Sometimes I spent months reading papers, articles, blogs and studying code in GitHub repositories. And in the end I deleted most of the code in sheer frustration, because I didn't see any progress. Future articles will be much shorter and focus on smaller problems.
Instead of directly starting with data mining models and timeseries analysis I want to show how to visualize data first. Because for me working with data always starts with getting a feel for it.
I love making spatial data more accessible by creating choropleth maps:
A choropleth map (from Greek χῶρος "area/region" and πλῆθος "multitude") is a thematic map in which areas are shaded or patterned in proportion to the measurement of the statistical variable being displayed on the map, such as population density or per-capita income.
So this article will show you how to create choropleth maps using R, open data Shapefiles and TimescaleDB.

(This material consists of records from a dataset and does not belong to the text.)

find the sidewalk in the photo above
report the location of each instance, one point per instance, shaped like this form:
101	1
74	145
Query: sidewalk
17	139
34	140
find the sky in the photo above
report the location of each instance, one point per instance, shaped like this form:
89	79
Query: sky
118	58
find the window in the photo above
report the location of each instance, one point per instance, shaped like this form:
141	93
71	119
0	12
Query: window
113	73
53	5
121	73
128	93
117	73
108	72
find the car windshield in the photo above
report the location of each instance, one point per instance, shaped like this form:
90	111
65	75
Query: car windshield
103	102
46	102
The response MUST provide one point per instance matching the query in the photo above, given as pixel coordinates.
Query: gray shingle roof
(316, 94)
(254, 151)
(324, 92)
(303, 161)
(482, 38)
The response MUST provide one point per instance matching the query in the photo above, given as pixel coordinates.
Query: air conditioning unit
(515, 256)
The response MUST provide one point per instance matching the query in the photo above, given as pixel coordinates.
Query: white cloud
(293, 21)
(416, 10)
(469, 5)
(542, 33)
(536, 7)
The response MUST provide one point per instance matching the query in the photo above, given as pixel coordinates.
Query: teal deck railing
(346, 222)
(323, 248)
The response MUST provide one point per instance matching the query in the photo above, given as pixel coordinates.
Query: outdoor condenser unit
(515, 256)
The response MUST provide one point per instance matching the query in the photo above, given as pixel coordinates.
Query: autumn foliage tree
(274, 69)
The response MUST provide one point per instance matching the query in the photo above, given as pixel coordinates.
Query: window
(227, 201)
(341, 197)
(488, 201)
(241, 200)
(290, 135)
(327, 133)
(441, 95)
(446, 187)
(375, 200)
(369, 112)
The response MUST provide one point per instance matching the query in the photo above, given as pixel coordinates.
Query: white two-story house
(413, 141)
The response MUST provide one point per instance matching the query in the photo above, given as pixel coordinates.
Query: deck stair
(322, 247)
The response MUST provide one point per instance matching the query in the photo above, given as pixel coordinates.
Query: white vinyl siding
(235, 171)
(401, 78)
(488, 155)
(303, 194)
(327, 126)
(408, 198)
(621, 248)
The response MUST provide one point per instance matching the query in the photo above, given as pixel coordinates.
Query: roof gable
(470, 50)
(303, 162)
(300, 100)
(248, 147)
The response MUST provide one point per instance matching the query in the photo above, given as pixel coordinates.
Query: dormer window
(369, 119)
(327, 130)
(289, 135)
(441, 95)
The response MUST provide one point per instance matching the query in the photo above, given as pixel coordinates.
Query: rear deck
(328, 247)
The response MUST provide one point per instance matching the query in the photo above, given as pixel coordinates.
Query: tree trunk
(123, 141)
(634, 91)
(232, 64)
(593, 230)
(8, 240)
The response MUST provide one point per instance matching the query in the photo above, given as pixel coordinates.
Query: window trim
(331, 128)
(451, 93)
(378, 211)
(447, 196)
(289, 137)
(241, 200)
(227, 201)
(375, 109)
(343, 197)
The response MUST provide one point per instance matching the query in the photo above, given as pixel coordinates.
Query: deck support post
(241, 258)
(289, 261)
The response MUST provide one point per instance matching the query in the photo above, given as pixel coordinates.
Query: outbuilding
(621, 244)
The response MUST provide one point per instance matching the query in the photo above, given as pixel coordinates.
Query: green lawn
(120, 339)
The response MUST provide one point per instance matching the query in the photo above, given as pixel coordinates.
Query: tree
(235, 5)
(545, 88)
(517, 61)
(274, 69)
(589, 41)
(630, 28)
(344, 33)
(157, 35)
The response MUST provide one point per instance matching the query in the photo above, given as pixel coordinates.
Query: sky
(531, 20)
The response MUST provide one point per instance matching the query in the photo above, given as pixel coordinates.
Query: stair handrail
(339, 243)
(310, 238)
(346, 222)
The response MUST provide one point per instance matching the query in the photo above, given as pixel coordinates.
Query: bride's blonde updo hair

I want to show you how to create visualizations of the air temperature in Germany in 2017.
As usual all code to reproduce the article can be found in my GitHub repository at:
The Dataset
The DWD Open Data portal of the Deutscher Wetterdienst (DWD) gives access to the historical weather data in Germany. I decided to use all available historical air temperature data for Germany given in a 10 minute resolution (FTP Link).
What is a shapefile?
A shapefile is a format, which contains the map data with location, shape and attributes of geographic features.

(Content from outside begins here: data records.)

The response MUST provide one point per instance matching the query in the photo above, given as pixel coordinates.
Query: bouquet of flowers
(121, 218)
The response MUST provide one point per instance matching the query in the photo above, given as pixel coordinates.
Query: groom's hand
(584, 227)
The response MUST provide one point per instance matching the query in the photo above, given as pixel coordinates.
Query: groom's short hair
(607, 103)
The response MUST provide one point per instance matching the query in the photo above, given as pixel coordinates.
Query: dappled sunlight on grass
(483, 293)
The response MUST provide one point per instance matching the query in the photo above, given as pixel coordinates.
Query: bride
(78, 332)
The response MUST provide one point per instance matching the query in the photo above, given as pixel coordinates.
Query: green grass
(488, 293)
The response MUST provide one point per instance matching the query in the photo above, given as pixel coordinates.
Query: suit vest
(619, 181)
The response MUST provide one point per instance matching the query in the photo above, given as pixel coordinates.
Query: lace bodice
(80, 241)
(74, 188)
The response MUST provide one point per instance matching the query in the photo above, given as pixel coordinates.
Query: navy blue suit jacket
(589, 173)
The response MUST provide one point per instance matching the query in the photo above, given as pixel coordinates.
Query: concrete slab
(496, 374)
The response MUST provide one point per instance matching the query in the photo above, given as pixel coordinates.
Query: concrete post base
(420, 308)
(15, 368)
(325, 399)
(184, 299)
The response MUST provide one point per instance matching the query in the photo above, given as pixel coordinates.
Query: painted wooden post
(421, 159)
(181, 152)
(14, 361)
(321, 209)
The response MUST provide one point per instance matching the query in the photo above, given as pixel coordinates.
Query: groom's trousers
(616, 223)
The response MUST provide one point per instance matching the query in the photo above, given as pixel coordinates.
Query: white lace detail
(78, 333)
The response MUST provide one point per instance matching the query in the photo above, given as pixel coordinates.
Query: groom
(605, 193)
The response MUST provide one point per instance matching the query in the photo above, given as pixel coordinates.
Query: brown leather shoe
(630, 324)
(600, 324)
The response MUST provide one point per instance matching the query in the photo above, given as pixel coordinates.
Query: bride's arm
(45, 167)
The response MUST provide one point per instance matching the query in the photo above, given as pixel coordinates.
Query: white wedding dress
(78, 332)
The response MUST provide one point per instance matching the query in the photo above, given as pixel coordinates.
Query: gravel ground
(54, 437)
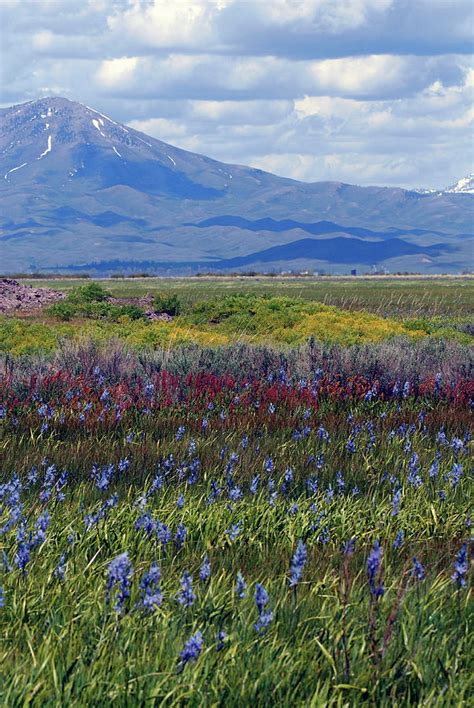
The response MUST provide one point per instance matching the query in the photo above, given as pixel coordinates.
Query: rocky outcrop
(17, 297)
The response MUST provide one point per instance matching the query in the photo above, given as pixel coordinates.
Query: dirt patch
(21, 298)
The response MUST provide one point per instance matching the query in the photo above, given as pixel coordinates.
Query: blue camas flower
(186, 595)
(373, 571)
(151, 596)
(297, 564)
(417, 570)
(205, 570)
(120, 574)
(261, 600)
(192, 649)
(461, 567)
(240, 586)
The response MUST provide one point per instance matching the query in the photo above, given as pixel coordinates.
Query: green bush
(92, 292)
(171, 304)
(63, 310)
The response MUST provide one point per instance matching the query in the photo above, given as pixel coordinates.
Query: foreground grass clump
(189, 535)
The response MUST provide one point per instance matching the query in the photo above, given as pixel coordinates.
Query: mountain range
(80, 191)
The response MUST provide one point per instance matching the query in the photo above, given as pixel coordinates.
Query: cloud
(117, 73)
(367, 91)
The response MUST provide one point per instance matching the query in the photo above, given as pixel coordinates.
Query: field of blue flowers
(192, 532)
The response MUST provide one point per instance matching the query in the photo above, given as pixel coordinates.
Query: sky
(359, 91)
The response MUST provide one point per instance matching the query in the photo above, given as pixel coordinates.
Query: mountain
(463, 186)
(80, 191)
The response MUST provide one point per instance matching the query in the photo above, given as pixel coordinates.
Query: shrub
(92, 292)
(63, 310)
(171, 304)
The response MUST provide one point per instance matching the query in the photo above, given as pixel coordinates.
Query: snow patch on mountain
(464, 186)
(48, 149)
(15, 169)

The ArcGis documentation writes on the shapefile format:
A shapefile is an Esri vector data storage format for storing the location, shape, and attributes of geographic features. It is stored as a set of related files and contains one feature class. Shapefiles often contain large features with a lot of associated data and historically have been used in GIS desktop applications such as ArcMap. (Source)

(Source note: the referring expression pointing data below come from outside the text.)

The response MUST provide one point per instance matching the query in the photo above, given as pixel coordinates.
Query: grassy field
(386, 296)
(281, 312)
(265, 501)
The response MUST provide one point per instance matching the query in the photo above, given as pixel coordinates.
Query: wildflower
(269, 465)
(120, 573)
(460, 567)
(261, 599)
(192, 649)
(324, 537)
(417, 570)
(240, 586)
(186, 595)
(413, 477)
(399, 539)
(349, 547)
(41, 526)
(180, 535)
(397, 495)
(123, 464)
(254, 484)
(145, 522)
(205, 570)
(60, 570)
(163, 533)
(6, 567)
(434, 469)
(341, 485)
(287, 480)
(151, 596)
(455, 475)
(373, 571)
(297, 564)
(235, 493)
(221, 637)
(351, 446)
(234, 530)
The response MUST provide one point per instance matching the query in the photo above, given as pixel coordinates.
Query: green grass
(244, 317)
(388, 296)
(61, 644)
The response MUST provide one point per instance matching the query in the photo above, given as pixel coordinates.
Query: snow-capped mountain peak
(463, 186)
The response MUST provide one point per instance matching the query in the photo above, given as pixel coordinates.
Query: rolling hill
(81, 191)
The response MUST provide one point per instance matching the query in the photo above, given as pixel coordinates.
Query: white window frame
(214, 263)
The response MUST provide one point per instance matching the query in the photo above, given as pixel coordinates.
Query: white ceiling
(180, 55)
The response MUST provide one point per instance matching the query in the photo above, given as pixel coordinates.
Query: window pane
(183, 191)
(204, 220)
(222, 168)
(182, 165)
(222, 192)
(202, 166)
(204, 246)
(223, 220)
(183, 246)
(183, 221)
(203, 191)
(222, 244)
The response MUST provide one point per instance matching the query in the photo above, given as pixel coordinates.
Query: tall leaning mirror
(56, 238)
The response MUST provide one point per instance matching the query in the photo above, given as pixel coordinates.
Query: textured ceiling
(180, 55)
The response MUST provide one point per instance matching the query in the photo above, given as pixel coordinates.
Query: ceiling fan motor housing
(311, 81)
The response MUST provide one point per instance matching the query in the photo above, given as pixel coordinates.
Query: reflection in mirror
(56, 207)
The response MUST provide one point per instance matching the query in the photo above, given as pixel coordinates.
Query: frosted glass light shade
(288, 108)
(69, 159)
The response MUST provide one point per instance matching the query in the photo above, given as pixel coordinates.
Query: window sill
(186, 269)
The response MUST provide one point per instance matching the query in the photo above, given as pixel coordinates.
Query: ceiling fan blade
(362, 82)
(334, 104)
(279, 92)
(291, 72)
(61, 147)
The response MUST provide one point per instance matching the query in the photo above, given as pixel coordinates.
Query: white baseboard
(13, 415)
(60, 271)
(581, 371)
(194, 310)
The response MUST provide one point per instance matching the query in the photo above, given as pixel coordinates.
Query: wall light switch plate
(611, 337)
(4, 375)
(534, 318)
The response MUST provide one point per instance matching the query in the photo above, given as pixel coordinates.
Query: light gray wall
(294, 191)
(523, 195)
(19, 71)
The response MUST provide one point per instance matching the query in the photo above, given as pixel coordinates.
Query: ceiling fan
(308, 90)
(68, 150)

The Esri Open Data Portal provides access to Open Data shapefiles, that can be used, re-used and redistributed freely.
For this post I am going to use the Zensus 2011 shapefile, which contains the federal states of Germany.
Generating Maps with R
Displaying the Shapefile
Once you have downloaded the shapefile, it can be rendered with R. I am going to use ggplot2 and the sf library in this example:
# Copyright (c) Philipp Wagner. All rights reserved.
# Licensed under the MIT license. See LICENSE file in the project root for full license information.
#install.packages("ggplot2")
#install.packages("sf")
library(ggplot2)
library(sf)
# Load the Germany Shapefile:
germany_shp <- st_read('D:\\github\\GermanWeatherDataExample\\GermanWeatherData\\TimescaleDB\\R\\shapes\\Zensus_2011_Bundeslaender.shp')
ggplot(germany_shp) +
geom_sf()
Which yields the following plot of Germany:
Reading the Features
When the shapefile is read by sf it outputs useful informations about the features included in the data:
Reading layer `Zensus_2011_Bundeslaender' from data source `D:\github\GermanWeatherDataExample\GermanWeatherData\TimescaleDB\R\shapes\Zensus_2011_Bundeslaender.shp' using driver `ESRI Shapefile'
Simple feature collection with 21 features and 13 fields
geometry type: MULTIPOLYGON
dimension: XY
bbox: xmin: 5.866479 ymin: 47.27011 xmax: 15.04182 ymax: 55.05838
epsg (SRID): 4326
proj4string: +proj=longlat +datum=WGS84 +no_defs
The following attributes are available in the data frame:
> names(germany_shp)
[1] "OBJECTID_1" "DES" "NAME" "EWZ" "EW_M" "EW_W"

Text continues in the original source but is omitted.